Parsing as Reduction
Daniel Fern\'andez-Gonz\'alez, Andr\'e F. T. Martins

TL;DR
This paper introduces a novel reduction from phrase-structure parsing to dependency parsing using head-ordered dependency trees, enabling effective discontinuous parsing and achieving state-of-the-art results.
Contribution
It presents a new isomorphic intermediate representation and a method to leverage existing dependency parsers for constituent parsing, including discontinuous structures.
Findings
Parsers achieve performance comparable to strong baselines.

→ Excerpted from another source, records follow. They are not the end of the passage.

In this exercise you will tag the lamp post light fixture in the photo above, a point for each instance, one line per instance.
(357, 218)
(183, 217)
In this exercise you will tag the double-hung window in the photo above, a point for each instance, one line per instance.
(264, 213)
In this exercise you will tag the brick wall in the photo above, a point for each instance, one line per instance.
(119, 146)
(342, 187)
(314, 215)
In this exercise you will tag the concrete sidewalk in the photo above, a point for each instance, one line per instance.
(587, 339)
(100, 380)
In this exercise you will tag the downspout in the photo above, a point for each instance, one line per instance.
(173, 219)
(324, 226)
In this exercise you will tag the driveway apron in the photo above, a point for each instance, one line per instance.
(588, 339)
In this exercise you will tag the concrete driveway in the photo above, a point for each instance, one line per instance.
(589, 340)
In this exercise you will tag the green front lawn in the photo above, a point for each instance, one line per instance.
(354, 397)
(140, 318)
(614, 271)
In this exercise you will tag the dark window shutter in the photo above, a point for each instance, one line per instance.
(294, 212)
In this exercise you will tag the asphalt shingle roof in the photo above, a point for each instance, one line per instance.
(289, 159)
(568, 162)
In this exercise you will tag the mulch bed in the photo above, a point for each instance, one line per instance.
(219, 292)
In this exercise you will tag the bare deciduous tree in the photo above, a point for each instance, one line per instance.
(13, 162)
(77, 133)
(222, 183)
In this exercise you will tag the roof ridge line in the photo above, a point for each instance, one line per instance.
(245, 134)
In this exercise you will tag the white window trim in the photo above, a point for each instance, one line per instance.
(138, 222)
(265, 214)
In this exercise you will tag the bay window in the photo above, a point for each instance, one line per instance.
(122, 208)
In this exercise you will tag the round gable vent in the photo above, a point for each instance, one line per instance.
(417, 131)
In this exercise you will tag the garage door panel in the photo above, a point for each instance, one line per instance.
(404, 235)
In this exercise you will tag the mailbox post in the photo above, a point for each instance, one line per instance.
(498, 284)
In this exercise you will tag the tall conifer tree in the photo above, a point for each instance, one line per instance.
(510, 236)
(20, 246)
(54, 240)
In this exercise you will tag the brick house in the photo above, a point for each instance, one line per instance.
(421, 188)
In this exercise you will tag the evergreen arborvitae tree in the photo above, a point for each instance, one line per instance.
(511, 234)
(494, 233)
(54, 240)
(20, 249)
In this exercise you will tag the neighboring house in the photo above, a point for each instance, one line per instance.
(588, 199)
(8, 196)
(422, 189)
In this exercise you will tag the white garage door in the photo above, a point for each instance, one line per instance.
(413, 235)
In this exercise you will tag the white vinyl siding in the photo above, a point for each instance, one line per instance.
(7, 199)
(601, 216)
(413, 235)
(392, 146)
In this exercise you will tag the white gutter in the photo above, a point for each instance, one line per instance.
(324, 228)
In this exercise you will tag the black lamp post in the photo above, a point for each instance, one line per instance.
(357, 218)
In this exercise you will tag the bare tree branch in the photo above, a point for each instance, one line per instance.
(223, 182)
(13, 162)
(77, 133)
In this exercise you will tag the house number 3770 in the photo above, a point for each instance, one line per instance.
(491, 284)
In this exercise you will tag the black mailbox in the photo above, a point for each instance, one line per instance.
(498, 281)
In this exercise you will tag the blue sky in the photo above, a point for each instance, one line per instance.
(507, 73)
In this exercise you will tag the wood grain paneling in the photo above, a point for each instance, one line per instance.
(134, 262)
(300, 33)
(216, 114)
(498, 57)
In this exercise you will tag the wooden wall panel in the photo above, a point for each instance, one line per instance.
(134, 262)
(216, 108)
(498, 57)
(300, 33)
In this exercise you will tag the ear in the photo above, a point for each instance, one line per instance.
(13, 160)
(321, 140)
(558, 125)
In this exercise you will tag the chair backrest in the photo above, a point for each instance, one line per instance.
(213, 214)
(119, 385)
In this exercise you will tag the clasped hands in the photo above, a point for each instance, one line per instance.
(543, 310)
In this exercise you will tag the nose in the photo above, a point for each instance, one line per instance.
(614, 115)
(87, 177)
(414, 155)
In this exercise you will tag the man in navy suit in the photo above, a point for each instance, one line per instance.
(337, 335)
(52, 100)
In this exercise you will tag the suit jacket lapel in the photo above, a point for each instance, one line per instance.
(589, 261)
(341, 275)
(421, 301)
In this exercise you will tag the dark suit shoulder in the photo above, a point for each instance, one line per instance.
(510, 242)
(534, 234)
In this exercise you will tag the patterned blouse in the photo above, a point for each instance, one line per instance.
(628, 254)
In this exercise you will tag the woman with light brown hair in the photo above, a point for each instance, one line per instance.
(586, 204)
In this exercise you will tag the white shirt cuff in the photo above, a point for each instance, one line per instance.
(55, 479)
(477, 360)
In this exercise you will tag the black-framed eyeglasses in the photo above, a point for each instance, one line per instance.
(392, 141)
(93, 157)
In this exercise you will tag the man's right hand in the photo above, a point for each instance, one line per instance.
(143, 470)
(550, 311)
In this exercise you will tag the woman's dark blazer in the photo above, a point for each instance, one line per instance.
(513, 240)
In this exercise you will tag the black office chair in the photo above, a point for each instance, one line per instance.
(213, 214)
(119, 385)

State-of-the-art results in German discontinuous parsing.
Effective use of non-projective dependency parsing for constituency tasks.
Abstract
We reduce phrase-representation parsing to dependency parsing. Our reduction is grounded on a new intermediate representation, "head-ordered dependency trees", shown to be isomorphic to constituent trees. By encoding order information in the dependency labels, we show that any off-the-shelf, trainable dependency parser can be used to produce constituents. When this parser is non-projective, we can perform discontinuous parsing in a very natural manner. Despite the simplicity of our approach, experiments show that the resulting parsers are on par with strong baselines, such as the Berkeley parser for English and the best single system in the SPMRL-2014 shared task. Results are particularly striking for discontinuous parsing of German, where we surpass the current state of the art by a wide margin.